Da sind immer wieder diese Erinnerungen: Peter Gerstmann, Mitte 50, sitzt nachdenklich am wuchtigen Besprechungstisch seines Geschäftsführer-Büros der Zeppelin GmbH in Friedrichshafen, ein internationaler Konzern mit Standorten sowohl der Ukraine als auch in Russland:
 „Wir haben ein internationales Fußball-Turnier bei Zeppelin. Und dort gab’s immer eine russisch-ukrainische Mannschaft, eine gemeinsame Mannschaft. Wir haben ein gemeinsames IT-Team in dieser Region mit Ukrainern, mit Russen, mit Armenieren.“
Damit ist es nun schlagartig vorbei. Diejenigen, die gemeinsam auf dem Rasen gekickt haben, die gemeinsam an Computerproblemen getüftelt haben – sie könnten sich dieser Tage als Feinde gegenüberstehen, mit der Waffe in der Hand:
„Das wäre die drastischste Konfrontation", sagt Peter Gerstmann.

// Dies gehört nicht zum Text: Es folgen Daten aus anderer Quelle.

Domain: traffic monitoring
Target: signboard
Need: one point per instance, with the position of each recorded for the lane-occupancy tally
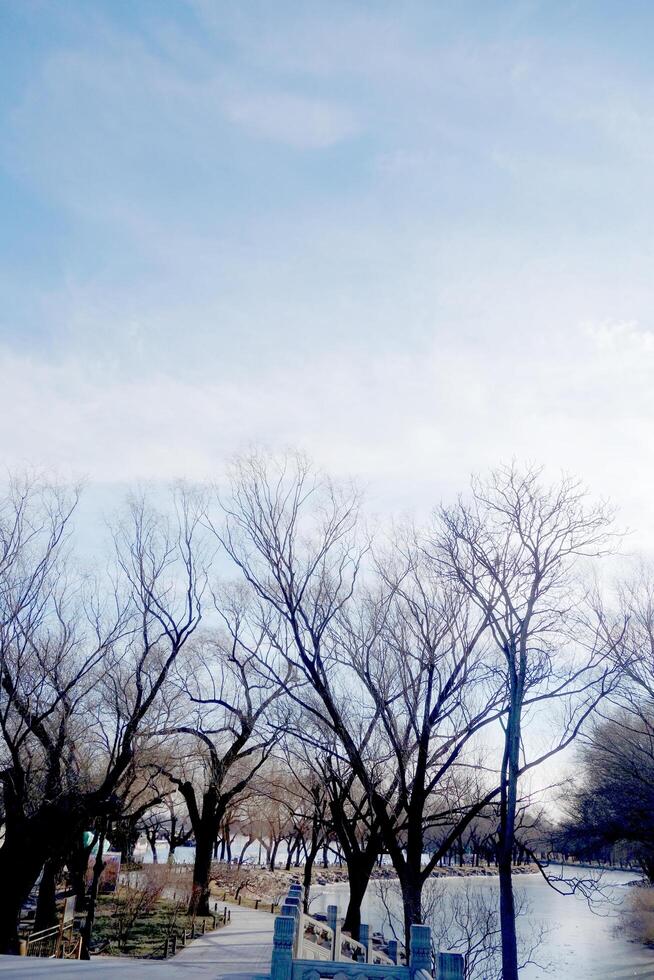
(110, 871)
(450, 966)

Befürchtungen für die Bilanz

Zu den menschlichen Abgründen kommen jetzt noch wirtschaftliche hinzu. Denn die Zeppelin GmbH, die historisch aus dem legendären Luftschiffbau hervorgegangen ist, erwirtschaftet heutzutage den Großteil ihres Umsatzes mit Baumaschinen. Sie hat den Exklusivvertrieb für Geräte des US-amerikanischen Caterpillar-Konzerns in vielen Ländern, darunter Russland, Belarus und die Ukraine, und setzt damit im Jahr mehr als drei Milliarden Euro um.
Vor allem auf Baustellen in Russland von Krasnojarsk über Moskau bis nach St. Petersburg sind Bagger mit der Aufschrift „Zeppelin“ zu sehen. Noch. Denn nun ist Krieg. Und mit ihm wirken die Sanktionen.
„Wir werden einen Totalverlust erleiden, wenn sich die Situation nicht entschärft", erklärt Peter Gerstmann. "Wir werden alle Vermögenswerte im Land verlieren – und damit einen Vermögenswert in dreistelliger Millionenhöhe, der uns aus den Bilanzen geht. Das heißt: Wir werden in diesem Jahr ein extrem schlechtes Ergebnis haben.“

600 Millionen Euro Umsatzausfall erwartet

Aus der Traum vom geplanten erstmaligen Knacken der Jahres-Umsatzgrenze von vier Milliarden Euro: Zeppelin-Chef Peter Gerstmann spricht von einem geschätzten Umsatzausfall von rund 600 Millionen Euro als Folge von Krieg und Sanktionen: 450 Millionen Euro entfallen auf das wegbrechende Russlandgeschäft und 150 Millionen Euro auf das in der Ukraine.
„Wir sind stark aufgestellt. Insofern würden wir den Verlust des Geschäfts verkraften. Aber: Danach wäre Zeppelin ein anderes Unternehmen, als es vorher war. Ein kleineres!“
Dabei ist der Umsatzausfall als Folge eines russischen Krieges in der Ukraine im Rückblick eine menschliche und wirtschaftliche Katastrophe mit Ansage: „Wir haben die Krimkrise ja erlebt 2014/2015. Damals sind unsere Umsätze um 50 Prozent eingebrochen, in der Ukraine sogar noch stärker", sagt der Zeppelin-Geschäftsführer.
Damals habe man sich auch darauf eingerichtet und sich verkleinert. "Wir haben Geschäfte auf einem kleineren Niveau gemacht. Seitdem leben wir ja schon mit einem großen Sanktionspaket. Das ist ja nicht neu erfunden worden. Das gibt es seit der Krimkrise.“

Den Angriffskrieg nicht erwartet

Die Sanktionen seit der Krimkrise bedeuteten zwar Einbußen. Sie seien aber dadurch ausgeglichen, dass seither sowohl in Russland als auch in der Ukraine auf Teufel komm raus gebaut worden ist. Und dazu brauchte es Baumaschinen.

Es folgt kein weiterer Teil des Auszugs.